Multiple loss function optimization

Hi Team, I have a loss function where I am calculating the loss over multiple domains and summing it up to form the final loss, and for each epoch, I am doing gradient descent on it. Can you plz let me know if the implementation is correct?

def train_AE():

for epoch in range(epochs):
    train_loss = 0
    losses = []

    for domain in range(domains):
        dataset = Dataset(dom=domain)
        dataloader = DataLoader(dataset, batch_size=batch_size, shuffle=False)

        for input, out, targets in dataloader:
            # data = data.to(device)

            input = input.float().to(device) 
            dom_out = out.float().to(device) # ground truth data
 
            targets = targets.long().to(device)
        
            optimizer.zero_grad()
            logits, recon_batch = multitaskAE(input) ## model
            loss_mse = customLoss()
            loss = loss_mse(recon_batch, dom_out, logits, targets)
            losses.append(loss)

    final_loss = torch.sum(torch.stack(losses))
    final_loss.backward()
    train_loss += final_loss.item()
    optimizer.step()

    if epochs % 50 == 0:
        print('====> Epoch: {} Average loss: {:.4f}'.format(
            epochs, train_loss / len(dataloader.dataset)))
        train_losses.append(train_loss / len(dataloader.dataset))

@ptrblck , can you please have a look at the block of code above?

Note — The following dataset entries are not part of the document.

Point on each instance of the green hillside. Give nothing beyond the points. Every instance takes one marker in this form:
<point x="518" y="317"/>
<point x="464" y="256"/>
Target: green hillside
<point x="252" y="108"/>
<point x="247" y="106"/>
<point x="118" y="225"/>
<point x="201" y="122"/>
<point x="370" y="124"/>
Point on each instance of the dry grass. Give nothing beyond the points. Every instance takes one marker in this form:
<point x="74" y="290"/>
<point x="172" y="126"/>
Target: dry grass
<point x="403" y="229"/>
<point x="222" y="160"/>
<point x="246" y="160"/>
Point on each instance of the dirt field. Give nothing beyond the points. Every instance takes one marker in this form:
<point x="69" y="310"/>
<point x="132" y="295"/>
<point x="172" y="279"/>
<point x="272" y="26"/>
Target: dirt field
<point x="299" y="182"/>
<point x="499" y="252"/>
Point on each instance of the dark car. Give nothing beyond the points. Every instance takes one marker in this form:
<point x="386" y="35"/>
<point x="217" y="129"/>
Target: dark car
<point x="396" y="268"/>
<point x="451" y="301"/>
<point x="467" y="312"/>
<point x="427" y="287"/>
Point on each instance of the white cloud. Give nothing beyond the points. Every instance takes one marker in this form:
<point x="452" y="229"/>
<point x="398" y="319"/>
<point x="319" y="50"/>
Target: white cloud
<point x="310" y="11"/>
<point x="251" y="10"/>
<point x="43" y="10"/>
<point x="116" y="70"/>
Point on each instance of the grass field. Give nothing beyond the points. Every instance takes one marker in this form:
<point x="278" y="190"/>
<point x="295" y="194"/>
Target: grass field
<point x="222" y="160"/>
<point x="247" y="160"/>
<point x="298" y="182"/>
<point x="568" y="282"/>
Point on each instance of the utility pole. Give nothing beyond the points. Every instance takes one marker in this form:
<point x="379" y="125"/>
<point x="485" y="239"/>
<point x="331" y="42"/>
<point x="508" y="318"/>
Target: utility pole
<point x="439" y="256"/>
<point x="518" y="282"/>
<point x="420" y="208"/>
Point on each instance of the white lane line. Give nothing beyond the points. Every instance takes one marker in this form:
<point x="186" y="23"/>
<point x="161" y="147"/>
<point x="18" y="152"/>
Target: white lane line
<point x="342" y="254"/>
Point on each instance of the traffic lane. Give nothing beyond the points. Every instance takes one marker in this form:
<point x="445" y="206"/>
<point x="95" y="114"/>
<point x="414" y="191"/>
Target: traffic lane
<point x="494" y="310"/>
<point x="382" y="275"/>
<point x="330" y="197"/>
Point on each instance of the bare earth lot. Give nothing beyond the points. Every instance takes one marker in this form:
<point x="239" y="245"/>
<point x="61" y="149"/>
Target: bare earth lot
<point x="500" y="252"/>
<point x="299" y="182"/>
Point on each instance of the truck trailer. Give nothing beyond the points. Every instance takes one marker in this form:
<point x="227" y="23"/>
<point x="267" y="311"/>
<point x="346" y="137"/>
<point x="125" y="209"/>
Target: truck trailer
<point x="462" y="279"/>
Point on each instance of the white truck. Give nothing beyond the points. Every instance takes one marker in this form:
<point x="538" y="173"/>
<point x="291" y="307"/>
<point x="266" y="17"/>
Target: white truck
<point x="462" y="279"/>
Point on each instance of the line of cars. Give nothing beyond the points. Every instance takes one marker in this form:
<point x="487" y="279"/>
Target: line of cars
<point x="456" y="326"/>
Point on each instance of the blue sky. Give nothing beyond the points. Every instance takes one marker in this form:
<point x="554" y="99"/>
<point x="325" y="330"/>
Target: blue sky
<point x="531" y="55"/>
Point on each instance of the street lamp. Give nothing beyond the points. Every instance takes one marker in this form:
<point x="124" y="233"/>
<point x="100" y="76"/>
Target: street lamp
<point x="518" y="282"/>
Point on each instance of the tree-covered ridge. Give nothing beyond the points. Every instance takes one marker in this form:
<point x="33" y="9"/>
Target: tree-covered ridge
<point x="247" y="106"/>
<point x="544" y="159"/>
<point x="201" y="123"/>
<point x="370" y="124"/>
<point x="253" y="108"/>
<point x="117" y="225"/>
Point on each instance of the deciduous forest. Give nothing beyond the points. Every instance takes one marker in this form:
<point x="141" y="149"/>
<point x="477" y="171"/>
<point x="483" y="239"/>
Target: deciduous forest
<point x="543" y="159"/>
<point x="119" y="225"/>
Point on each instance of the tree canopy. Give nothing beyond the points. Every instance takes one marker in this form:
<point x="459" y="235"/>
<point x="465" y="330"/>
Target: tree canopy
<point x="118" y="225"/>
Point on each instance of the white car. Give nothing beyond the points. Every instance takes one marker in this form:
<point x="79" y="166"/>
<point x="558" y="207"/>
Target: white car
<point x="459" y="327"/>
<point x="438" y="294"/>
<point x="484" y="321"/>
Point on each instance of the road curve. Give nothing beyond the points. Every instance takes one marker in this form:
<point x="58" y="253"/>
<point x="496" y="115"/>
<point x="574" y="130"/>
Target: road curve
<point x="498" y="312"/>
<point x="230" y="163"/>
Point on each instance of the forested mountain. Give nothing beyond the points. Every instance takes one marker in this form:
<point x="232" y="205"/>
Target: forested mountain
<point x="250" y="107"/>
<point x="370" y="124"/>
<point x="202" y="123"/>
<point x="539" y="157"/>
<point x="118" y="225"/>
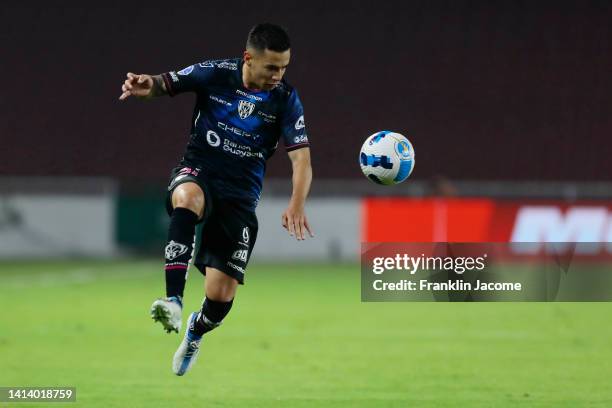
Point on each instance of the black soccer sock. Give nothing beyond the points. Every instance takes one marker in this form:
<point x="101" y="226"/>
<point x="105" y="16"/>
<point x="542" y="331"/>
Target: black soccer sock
<point x="211" y="316"/>
<point x="178" y="249"/>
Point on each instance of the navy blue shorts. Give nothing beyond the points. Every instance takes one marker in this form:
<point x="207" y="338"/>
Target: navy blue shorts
<point x="227" y="232"/>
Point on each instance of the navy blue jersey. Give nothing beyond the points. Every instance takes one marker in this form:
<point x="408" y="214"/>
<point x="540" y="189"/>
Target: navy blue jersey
<point x="235" y="130"/>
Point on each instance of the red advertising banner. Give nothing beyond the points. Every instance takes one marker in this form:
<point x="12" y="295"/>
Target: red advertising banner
<point x="487" y="220"/>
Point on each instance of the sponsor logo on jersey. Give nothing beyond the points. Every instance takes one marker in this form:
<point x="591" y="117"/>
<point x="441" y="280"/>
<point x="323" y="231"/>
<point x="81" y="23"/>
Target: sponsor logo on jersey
<point x="186" y="71"/>
<point x="300" y="139"/>
<point x="240" y="255"/>
<point x="245" y="108"/>
<point x="219" y="100"/>
<point x="237" y="131"/>
<point x="213" y="138"/>
<point x="227" y="65"/>
<point x="267" y="117"/>
<point x="175" y="249"/>
<point x="248" y="95"/>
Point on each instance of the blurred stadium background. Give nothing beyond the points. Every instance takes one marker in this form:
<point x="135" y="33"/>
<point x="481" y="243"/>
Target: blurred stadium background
<point x="509" y="107"/>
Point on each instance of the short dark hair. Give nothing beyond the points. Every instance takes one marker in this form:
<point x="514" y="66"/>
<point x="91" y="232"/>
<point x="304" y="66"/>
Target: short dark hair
<point x="268" y="36"/>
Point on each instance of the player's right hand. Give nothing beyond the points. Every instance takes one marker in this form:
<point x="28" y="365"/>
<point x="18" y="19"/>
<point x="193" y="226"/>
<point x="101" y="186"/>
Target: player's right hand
<point x="139" y="85"/>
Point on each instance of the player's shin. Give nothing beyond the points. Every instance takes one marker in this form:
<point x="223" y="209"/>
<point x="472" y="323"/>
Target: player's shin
<point x="211" y="316"/>
<point x="179" y="250"/>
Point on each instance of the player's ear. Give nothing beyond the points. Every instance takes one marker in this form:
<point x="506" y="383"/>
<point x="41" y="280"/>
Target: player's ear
<point x="247" y="57"/>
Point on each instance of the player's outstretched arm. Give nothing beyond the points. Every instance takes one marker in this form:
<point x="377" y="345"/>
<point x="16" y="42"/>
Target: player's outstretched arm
<point x="294" y="218"/>
<point x="143" y="86"/>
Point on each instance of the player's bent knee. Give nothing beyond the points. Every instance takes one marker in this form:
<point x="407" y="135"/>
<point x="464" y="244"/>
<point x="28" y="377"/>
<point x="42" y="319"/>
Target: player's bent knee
<point x="190" y="196"/>
<point x="220" y="287"/>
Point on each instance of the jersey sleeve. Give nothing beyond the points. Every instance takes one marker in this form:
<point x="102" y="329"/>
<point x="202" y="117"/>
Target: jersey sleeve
<point x="194" y="78"/>
<point x="293" y="127"/>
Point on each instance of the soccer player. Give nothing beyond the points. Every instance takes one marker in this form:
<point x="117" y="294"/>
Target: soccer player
<point x="243" y="107"/>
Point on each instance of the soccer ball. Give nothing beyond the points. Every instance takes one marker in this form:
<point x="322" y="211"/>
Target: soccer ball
<point x="387" y="158"/>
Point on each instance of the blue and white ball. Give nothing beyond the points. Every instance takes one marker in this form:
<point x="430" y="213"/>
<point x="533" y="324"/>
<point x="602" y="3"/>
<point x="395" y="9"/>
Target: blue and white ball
<point x="387" y="158"/>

Here, I am trying to implement a loss over multiple domains and the final loss is the sum of all those. Is it the correct way to implement it or is there any better way to do it? Thank you!

Your code looks correct, but is accumulating the computation graphs of the entire dataset, which would increase the memory usage. The final_loss.backward() call would then free all stored intermediate tensors and would release the memory. If you run out of memory you could call backward() on each loss inside the DataLoader loop and scale the gradients. While this would reduce the memory the computation would be more expensive since you would call backward multiple times.

1 Like

Thank you so much for clarifying this! I found that torch.mean brings the loss values to a different range but the model performance is not degrading. So torch.mean can be used as well, right?

Yes, taking the mean of the final loss would also work as it would just scale the loss and thus gradients.

1 Like